Fujitsu and RIKEN Claim 1st Place for MLPerf HPC Benchmark with Supercomputer Fugaku

Nov 18, 2021 10:34 JST

Source: Fujitsu Ltd

World's fastest performance for the number of deep learning models trained per time unit for CosmoFlow a key machine learning processing benchmark.

TOKYO, Nov 18, 2021 - (JCN Newswire) - Fujitsu and RIKEN today announced that the supercomputer Fugaku took the first place for the CosmoFlow training application benchmark (1), one of the key MLPerf HPC benchmarks for large-scale machine learning processing tasks requiring capabilities of a supercomputer. Fujitsu and RIKEN leveraged approximately half of Fugaku's resources (2) to achieve this result, demonstrating the world's fastest performance in this key benchmark.

MLPerf HPC measures how many deep learning models can be trained per time unit (throughput performance, 3). Software technology that further refines Fugaku's parallel processing performance has achieved a processing speed approximately 1.77 times faster than that of other systems, demonstrating the world's highest level of performance in the field of large-scale scientific and technological calculations using machine learning.

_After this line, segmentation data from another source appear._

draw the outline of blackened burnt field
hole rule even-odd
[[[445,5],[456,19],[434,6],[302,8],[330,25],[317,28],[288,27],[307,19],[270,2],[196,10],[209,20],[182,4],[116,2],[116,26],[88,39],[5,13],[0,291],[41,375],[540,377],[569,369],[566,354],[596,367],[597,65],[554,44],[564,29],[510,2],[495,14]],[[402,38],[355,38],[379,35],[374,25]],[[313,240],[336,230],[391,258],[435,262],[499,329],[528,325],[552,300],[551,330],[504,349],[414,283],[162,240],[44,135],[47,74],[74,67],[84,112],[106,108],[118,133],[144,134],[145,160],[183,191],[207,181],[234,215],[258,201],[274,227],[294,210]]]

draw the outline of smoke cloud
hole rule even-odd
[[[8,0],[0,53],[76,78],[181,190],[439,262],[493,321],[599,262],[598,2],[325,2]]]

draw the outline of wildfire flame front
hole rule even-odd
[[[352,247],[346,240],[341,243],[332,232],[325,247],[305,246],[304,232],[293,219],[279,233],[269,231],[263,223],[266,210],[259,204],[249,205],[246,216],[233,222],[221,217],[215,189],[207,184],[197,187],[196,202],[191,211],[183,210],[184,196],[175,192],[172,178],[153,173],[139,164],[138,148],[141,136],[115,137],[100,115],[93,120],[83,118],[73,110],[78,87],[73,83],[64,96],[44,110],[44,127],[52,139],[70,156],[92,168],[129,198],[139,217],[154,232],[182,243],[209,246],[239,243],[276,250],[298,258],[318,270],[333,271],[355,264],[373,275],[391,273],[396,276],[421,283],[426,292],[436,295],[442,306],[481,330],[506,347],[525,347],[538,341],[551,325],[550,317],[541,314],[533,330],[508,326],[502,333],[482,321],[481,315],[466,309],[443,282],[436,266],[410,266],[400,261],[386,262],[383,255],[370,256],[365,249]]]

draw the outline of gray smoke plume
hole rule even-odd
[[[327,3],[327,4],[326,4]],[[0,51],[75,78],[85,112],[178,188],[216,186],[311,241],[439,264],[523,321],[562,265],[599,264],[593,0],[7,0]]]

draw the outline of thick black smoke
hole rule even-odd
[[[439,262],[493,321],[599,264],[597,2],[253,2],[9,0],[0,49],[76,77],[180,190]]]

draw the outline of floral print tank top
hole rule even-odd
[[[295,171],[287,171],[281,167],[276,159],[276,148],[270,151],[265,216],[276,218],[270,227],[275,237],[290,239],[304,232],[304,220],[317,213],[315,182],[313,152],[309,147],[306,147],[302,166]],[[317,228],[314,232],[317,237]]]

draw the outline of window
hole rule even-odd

These results were announced as MLPerf HPC version 1.0 on November 17th (November 18th Japan time) at the SC21 High-Performance Computing Conference, which is currently being held as a hybrid event.

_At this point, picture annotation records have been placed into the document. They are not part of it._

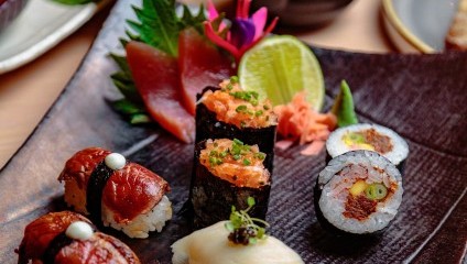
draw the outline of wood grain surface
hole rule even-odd
[[[166,178],[174,219],[159,234],[132,240],[104,230],[132,248],[143,263],[170,263],[170,245],[189,233],[181,208],[188,196],[193,145],[158,128],[131,127],[106,103],[118,96],[106,56],[117,47],[131,10],[120,1],[91,51],[26,144],[0,172],[0,262],[15,263],[24,227],[64,209],[57,182],[65,161],[86,146],[126,154]],[[360,121],[389,127],[405,138],[400,212],[379,239],[347,241],[318,224],[313,185],[325,153],[278,151],[268,220],[271,233],[305,263],[460,263],[467,242],[467,54],[371,55],[314,48],[325,75],[326,108],[347,79]]]

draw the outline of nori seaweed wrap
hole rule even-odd
[[[271,175],[263,166],[265,154],[239,140],[207,140],[195,145],[189,201],[194,227],[204,228],[229,219],[231,206],[248,207],[256,200],[251,217],[265,219]]]
[[[264,166],[272,173],[278,117],[268,100],[260,102],[257,92],[242,91],[229,81],[205,88],[197,99],[196,143],[207,139],[238,139],[249,145],[257,144],[267,154]]]

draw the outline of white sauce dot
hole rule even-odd
[[[106,156],[105,163],[107,167],[117,170],[124,167],[127,160],[120,153],[111,153]]]
[[[93,237],[93,228],[87,222],[76,221],[68,226],[66,237],[75,240],[88,240]]]

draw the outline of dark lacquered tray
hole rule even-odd
[[[175,216],[162,233],[128,243],[143,263],[170,263],[170,245],[187,234],[180,210],[188,196],[193,145],[158,125],[131,127],[106,103],[116,96],[106,55],[118,46],[129,1],[119,1],[79,70],[34,133],[0,172],[0,263],[15,263],[24,227],[64,209],[57,176],[76,151],[91,145],[124,153],[164,176]],[[361,121],[409,142],[400,213],[380,239],[348,241],[326,233],[313,208],[313,185],[325,153],[276,151],[268,220],[271,233],[306,263],[458,263],[467,242],[467,54],[371,55],[313,48],[325,76],[326,107],[343,78]]]

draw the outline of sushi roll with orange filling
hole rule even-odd
[[[409,145],[393,130],[378,124],[359,123],[334,131],[326,141],[330,158],[349,151],[367,150],[378,152],[403,173]]]
[[[239,140],[207,140],[195,146],[191,187],[194,226],[203,228],[229,217],[230,207],[246,208],[248,197],[257,205],[252,217],[265,219],[271,174],[264,167],[265,154],[257,145]]]
[[[207,139],[238,139],[258,144],[268,156],[264,166],[272,172],[278,116],[269,100],[256,91],[242,90],[238,78],[207,87],[196,105],[196,142]]]
[[[380,233],[402,202],[402,177],[385,157],[352,151],[333,158],[314,190],[316,216],[337,234]]]
[[[82,150],[66,162],[58,180],[65,182],[68,206],[130,238],[160,232],[172,218],[167,182],[118,153]]]
[[[17,253],[19,264],[140,263],[123,242],[96,232],[88,219],[70,211],[51,212],[28,224]]]

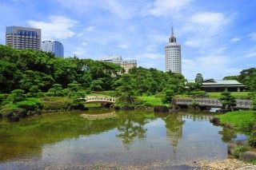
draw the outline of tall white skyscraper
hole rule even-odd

Fugaku Claims World's Highest Level of Performance in the Field of Large-scale Scientific and Technological Calculations Using Machine Learning

MLPerf HPC is a performance competition composed of three separate benchmark programs: CosmoFlow, which predicts cosmological parameters, one of the indicators used in the study of the evolution and structure of the universe, DeepCAM (4), which identifies abnormal weather phenomena, and Open Catalyst (5), which estimates how molecules react on the catalyst surface.

For CosmoFlow, Fujitsu and RIKEN used approximately half of the Fugaku system's entire computing resources to train multiple deep learning models to a certain degree of prediction accuracy and measured from the start time of the model that started the training to the end time of the model that completed the training last to evaluate throughput performance. To further enhance the parallel processing performance of Fugaku, Fujitsu and RIKEN applied technology to programs used on the system that reduce the mutual interference of communication between CPUs, which occurs when multiple learning models are processed in parallel, and also optimize the amount of data communication between CPU and storage. As a result, the system trained 637 deep learning models in 8 hours and 16 minutes, a rate of about 1.29 deep learning models per minute.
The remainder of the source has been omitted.